Will this happen ? Not while the bankers and politicians have the power to prevent it. Only by revolution will we ever have a bottom-up currency system, and I don't see that happening. If Schiff's Day of Reckoning does arrive, the new system will very likely be much the same as the old one, condemning yet more generations to indentured servitude. Wash, Rinse, Repeat.

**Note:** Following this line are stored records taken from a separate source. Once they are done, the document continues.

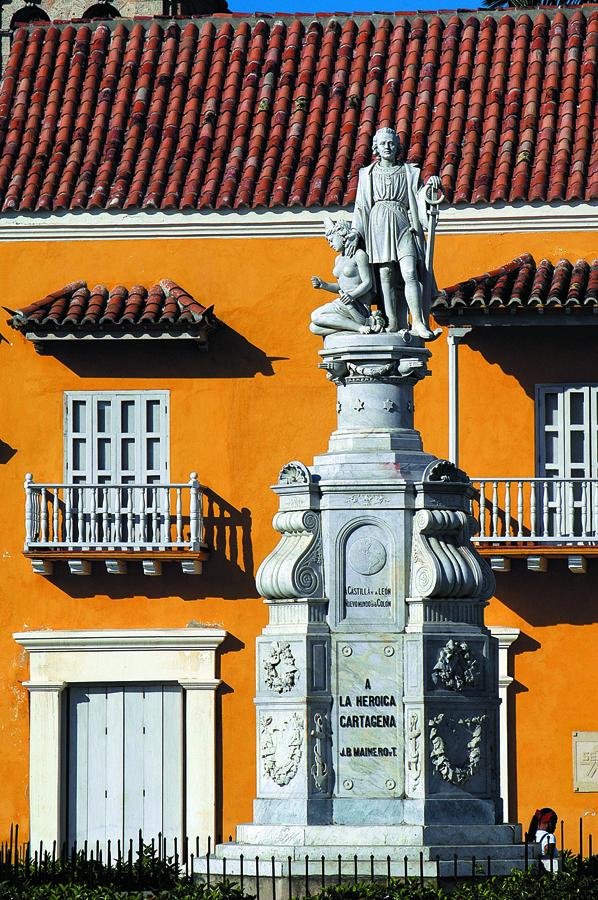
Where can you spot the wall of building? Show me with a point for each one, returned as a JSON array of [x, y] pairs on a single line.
[[240, 411]]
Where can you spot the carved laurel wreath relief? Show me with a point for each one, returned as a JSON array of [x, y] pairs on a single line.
[[280, 668], [281, 747], [438, 753], [456, 667]]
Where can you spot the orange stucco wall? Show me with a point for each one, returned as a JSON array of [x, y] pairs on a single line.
[[238, 413]]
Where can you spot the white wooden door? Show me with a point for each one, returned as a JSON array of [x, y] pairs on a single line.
[[116, 437], [125, 764], [567, 421]]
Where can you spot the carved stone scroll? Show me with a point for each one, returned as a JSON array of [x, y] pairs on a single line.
[[319, 769], [281, 747], [280, 668], [294, 568], [414, 762], [444, 563]]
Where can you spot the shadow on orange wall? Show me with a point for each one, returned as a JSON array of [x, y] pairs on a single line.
[[230, 355], [564, 599], [6, 453], [231, 644], [526, 352], [523, 644]]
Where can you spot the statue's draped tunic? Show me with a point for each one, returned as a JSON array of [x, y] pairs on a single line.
[[388, 236]]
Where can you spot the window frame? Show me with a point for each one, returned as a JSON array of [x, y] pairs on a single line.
[[562, 468], [114, 474]]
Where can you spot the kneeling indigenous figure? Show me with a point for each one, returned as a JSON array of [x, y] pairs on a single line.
[[392, 211], [354, 285]]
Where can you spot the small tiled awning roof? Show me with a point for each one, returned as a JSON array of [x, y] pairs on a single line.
[[241, 111], [76, 311], [522, 291]]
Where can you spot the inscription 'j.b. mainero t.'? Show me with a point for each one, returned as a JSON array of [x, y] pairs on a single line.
[[367, 718]]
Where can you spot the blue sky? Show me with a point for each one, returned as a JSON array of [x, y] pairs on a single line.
[[309, 6]]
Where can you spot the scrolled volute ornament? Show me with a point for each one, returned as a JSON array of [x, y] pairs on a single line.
[[294, 568], [443, 562]]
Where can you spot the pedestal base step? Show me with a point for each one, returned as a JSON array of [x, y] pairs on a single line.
[[292, 876], [344, 839]]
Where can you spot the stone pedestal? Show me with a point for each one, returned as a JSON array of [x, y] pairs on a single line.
[[377, 681]]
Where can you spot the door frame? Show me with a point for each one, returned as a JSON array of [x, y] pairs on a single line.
[[186, 656]]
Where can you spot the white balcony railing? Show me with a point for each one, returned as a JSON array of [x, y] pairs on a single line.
[[117, 516], [557, 511]]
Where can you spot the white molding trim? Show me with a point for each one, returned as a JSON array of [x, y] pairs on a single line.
[[105, 225], [125, 639], [60, 658], [505, 636]]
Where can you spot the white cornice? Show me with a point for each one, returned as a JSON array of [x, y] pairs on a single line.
[[504, 634], [128, 639], [279, 223]]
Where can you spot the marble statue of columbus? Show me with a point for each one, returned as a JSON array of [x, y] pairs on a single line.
[[389, 221]]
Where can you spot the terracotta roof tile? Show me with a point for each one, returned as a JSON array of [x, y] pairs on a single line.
[[237, 111], [75, 309], [521, 286]]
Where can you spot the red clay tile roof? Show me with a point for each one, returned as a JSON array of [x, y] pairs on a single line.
[[229, 112], [523, 287], [75, 309]]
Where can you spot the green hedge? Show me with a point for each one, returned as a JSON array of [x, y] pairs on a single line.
[[573, 883]]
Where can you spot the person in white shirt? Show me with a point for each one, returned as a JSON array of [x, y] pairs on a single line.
[[541, 831]]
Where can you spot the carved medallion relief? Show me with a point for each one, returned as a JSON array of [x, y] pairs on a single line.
[[367, 587]]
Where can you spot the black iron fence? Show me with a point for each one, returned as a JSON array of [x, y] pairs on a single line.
[[161, 863]]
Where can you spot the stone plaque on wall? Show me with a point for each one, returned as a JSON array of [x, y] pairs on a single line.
[[585, 761], [368, 716]]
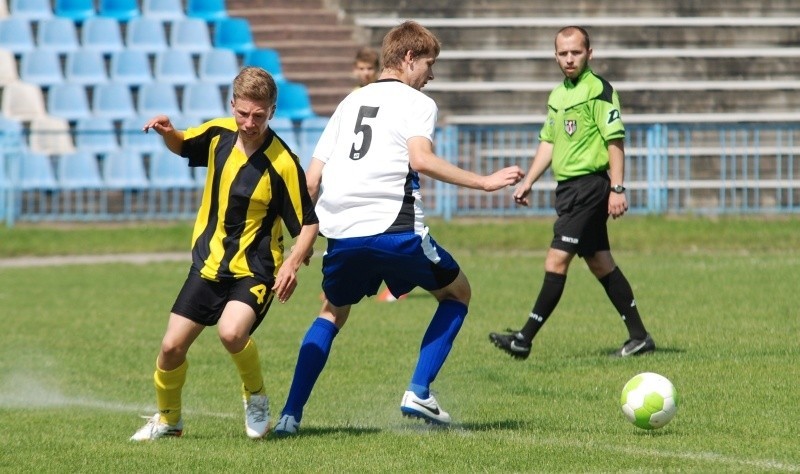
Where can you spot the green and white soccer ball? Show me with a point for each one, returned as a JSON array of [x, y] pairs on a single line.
[[649, 401]]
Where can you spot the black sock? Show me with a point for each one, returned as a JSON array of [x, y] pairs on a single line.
[[549, 295], [621, 295]]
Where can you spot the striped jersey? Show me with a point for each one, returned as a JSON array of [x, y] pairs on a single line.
[[368, 186], [582, 117], [246, 202]]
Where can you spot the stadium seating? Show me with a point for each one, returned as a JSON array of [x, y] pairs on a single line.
[[235, 34], [16, 35], [130, 67], [146, 34], [57, 34], [31, 10], [156, 99], [85, 67], [113, 101], [120, 10], [208, 10], [163, 10], [102, 34], [76, 10], [97, 135], [267, 59], [50, 135], [41, 67], [174, 67], [68, 101], [23, 101], [203, 100], [218, 66], [8, 67], [190, 34]]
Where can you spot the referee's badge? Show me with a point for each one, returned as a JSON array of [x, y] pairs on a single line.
[[570, 126]]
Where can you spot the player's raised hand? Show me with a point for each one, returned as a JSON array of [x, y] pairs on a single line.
[[502, 178]]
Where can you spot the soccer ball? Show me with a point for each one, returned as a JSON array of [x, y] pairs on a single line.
[[649, 401]]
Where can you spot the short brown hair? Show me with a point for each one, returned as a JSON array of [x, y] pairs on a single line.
[[256, 84], [408, 36]]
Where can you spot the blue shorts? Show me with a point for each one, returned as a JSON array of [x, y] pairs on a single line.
[[353, 268]]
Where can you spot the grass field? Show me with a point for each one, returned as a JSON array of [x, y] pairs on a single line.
[[719, 296]]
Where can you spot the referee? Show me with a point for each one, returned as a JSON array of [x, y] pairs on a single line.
[[582, 140]]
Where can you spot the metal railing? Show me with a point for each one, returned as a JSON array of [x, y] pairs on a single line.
[[678, 168]]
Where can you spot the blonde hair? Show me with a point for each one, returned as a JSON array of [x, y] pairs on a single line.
[[255, 84]]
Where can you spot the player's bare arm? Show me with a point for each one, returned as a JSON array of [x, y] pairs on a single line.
[[617, 202], [424, 160], [541, 161]]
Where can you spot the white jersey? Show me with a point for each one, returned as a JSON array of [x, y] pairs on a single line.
[[368, 186]]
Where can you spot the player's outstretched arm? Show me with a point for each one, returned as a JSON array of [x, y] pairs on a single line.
[[424, 160]]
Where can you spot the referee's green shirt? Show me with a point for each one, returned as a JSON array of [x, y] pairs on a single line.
[[582, 117]]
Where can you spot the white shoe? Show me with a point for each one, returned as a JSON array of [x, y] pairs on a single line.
[[287, 426], [155, 428], [428, 409], [256, 415]]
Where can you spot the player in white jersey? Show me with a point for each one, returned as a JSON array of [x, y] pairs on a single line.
[[364, 178]]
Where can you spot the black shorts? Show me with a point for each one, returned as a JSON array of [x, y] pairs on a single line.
[[203, 300], [582, 208]]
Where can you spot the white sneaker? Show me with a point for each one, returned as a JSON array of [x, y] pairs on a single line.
[[155, 428], [427, 409], [256, 415], [287, 426]]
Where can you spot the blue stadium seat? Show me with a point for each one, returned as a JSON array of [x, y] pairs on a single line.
[[235, 34], [31, 10], [57, 34], [113, 101], [124, 169], [16, 35], [50, 135], [219, 66], [146, 34], [293, 101], [157, 98], [23, 101], [36, 172], [168, 170], [267, 59], [97, 135], [203, 100], [133, 138], [120, 10], [68, 101], [163, 10], [102, 34], [86, 67], [41, 67], [174, 67], [190, 34], [78, 170], [76, 10], [130, 67], [208, 10]]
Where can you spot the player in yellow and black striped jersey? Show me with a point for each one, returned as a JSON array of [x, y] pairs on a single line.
[[254, 186]]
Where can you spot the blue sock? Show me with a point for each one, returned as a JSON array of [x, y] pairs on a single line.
[[436, 345], [310, 361]]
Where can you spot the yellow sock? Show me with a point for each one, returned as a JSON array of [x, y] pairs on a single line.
[[169, 384], [249, 369]]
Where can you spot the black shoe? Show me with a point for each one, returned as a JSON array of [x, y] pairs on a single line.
[[636, 347], [513, 343]]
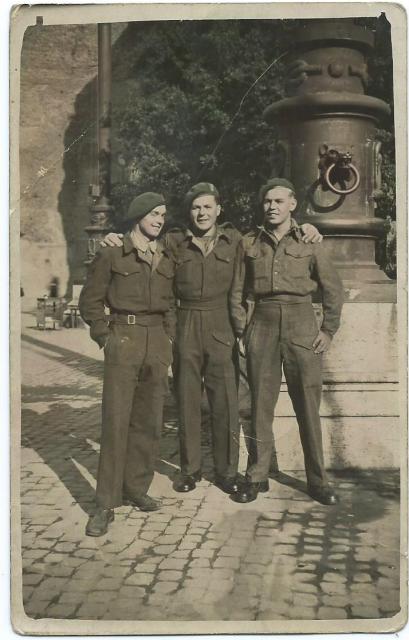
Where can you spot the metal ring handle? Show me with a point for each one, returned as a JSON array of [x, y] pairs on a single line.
[[343, 192]]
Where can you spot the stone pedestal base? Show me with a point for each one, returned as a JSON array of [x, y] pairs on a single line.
[[360, 400]]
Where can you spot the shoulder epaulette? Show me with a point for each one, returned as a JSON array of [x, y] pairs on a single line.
[[173, 236]]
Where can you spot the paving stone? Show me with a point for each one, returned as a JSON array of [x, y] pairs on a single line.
[[331, 576], [139, 579], [177, 564], [130, 592], [336, 601], [229, 563], [32, 579], [71, 598], [301, 613], [168, 539], [204, 553], [362, 577], [333, 588], [165, 587], [164, 549], [145, 567], [306, 587], [305, 600], [61, 610], [362, 611], [101, 596], [92, 611]]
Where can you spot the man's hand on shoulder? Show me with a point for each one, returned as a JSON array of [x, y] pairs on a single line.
[[322, 342], [112, 240], [310, 233]]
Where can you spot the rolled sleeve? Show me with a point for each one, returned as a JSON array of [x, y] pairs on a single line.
[[93, 296]]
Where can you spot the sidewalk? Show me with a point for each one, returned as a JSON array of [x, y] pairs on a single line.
[[202, 556]]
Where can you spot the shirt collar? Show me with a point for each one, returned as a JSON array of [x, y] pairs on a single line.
[[218, 233]]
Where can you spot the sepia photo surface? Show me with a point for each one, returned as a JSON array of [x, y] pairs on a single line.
[[115, 111]]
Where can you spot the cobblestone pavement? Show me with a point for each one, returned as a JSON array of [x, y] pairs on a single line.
[[202, 556]]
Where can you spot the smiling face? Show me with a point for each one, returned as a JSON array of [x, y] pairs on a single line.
[[204, 212], [278, 204], [151, 225]]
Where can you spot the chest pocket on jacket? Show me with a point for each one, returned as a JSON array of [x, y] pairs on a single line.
[[224, 265], [298, 260], [258, 266], [165, 268], [127, 279]]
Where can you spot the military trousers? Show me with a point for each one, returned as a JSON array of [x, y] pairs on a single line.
[[205, 357], [280, 337], [135, 385]]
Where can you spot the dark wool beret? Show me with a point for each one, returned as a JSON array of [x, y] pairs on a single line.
[[200, 189], [141, 205], [275, 182]]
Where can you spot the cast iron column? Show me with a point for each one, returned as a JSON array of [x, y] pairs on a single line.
[[101, 210], [329, 148]]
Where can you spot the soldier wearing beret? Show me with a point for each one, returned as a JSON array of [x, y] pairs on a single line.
[[277, 270], [136, 282], [204, 253]]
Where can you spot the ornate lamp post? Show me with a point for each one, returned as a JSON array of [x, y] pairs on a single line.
[[330, 152], [329, 148], [101, 210]]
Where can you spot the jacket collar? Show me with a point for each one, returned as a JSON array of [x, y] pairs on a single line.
[[220, 233]]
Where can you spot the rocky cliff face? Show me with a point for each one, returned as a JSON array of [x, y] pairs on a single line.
[[57, 153]]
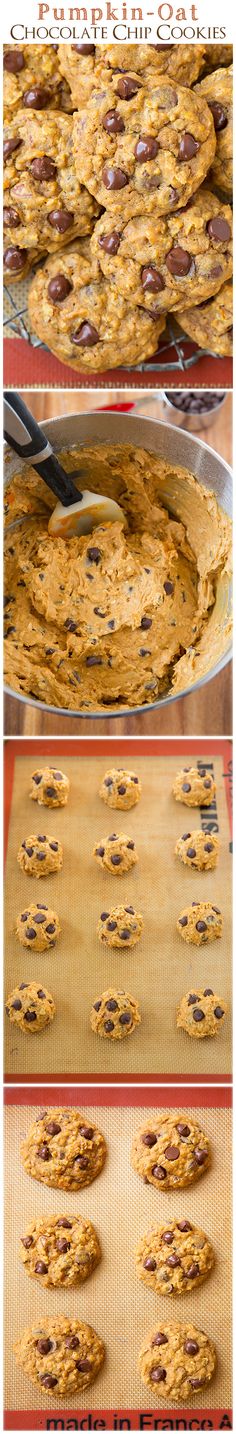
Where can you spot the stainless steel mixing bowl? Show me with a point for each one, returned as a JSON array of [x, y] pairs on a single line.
[[176, 448]]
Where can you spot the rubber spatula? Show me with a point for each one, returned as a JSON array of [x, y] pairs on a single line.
[[76, 512]]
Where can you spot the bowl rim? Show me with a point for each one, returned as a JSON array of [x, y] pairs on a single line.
[[107, 714]]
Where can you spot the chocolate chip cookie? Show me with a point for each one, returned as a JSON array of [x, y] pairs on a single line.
[[200, 922], [30, 1007], [63, 1149], [45, 204], [218, 91], [32, 78], [40, 855], [115, 1014], [170, 1152], [200, 1013], [39, 927], [83, 319], [120, 789], [198, 849], [176, 1361], [116, 853], [60, 1249], [49, 787], [173, 1258], [212, 323], [152, 149], [155, 264], [120, 927], [60, 1355]]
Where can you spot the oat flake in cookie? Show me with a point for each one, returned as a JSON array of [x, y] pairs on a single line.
[[49, 786], [176, 1361], [37, 927], [148, 152], [120, 789], [40, 855], [63, 1149], [170, 1152], [200, 922], [173, 1258], [60, 1355], [60, 1249], [30, 1007]]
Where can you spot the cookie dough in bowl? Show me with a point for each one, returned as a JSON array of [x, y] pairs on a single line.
[[60, 1249], [120, 789], [176, 1361], [60, 1355], [138, 613], [49, 786], [116, 853], [40, 856], [30, 1007], [200, 1013], [173, 1258], [37, 927]]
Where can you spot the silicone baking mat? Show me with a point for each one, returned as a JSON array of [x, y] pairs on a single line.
[[160, 968], [113, 1299]]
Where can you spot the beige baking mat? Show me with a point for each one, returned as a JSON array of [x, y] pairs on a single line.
[[115, 1301], [160, 968]]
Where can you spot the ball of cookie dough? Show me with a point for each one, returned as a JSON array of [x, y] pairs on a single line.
[[120, 927], [60, 1249], [198, 849], [37, 927], [170, 1152], [49, 787], [176, 1361], [30, 1007], [173, 1258], [199, 922], [120, 789], [63, 1149], [60, 1355], [40, 855], [115, 1014], [116, 853], [193, 787], [200, 1013]]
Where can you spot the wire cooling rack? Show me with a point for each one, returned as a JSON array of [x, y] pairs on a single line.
[[172, 352]]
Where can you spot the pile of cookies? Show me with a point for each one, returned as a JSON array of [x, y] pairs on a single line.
[[118, 167], [63, 1355]]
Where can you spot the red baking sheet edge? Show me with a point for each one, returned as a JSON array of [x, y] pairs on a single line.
[[36, 367]]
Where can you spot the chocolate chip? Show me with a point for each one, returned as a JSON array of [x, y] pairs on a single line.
[[146, 148], [188, 146], [152, 280], [219, 115], [113, 124], [86, 336], [36, 98], [60, 220], [219, 228], [43, 168], [57, 290], [179, 263], [15, 258], [10, 217], [13, 62], [110, 244], [126, 86]]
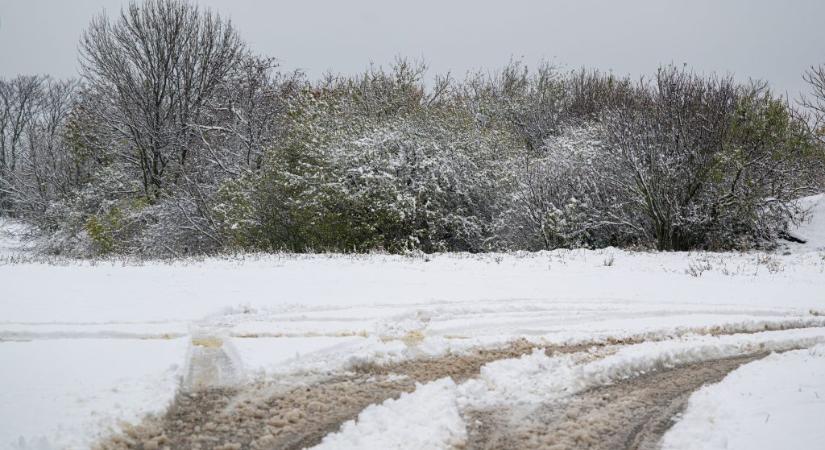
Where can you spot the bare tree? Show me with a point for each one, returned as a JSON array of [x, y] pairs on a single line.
[[156, 67], [815, 77]]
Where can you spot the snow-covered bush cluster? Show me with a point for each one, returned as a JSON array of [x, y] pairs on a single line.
[[178, 140]]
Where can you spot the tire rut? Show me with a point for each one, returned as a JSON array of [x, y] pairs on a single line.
[[631, 414], [276, 415], [271, 416]]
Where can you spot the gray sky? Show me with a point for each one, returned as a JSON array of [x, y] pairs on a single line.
[[770, 40]]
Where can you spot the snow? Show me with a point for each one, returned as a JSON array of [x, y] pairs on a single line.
[[776, 402], [65, 393], [79, 337], [812, 230], [427, 418], [537, 377]]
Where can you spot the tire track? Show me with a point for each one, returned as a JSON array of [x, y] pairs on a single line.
[[632, 414], [210, 414]]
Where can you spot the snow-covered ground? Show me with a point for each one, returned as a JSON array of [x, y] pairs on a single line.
[[777, 402], [84, 345]]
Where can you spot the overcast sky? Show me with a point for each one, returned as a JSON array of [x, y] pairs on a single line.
[[770, 40]]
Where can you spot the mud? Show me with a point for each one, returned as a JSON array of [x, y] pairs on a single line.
[[266, 416], [631, 414]]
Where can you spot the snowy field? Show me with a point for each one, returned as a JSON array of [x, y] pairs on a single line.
[[85, 346]]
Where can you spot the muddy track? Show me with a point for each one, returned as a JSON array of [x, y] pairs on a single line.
[[273, 415], [267, 416], [631, 414]]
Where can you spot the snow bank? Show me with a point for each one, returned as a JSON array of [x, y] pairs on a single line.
[[537, 377], [426, 418], [65, 393], [776, 402]]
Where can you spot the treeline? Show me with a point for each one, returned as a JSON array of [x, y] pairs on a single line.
[[178, 140]]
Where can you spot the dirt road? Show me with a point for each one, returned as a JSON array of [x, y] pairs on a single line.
[[632, 414]]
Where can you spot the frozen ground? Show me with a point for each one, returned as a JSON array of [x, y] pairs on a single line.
[[85, 345], [777, 402]]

PS 4pm: In the Greek bailout, one of the major parts of "The Plan" is to ask creditors to voluntarily accept new, longer dated bonds as a way of easing the short term demands on the Greek Treasury. My question is.. if you are holding a credit default swap and were watching this, how comfortable would you be that your CDS was worth anything when it appears Greece deftly scooted around it's obligations without anybody benefitting from the insurance policy they took out against precisely this outcome ? Jamie Dimon will be fielding some interesting phone calls from those he's insuring come monday morn.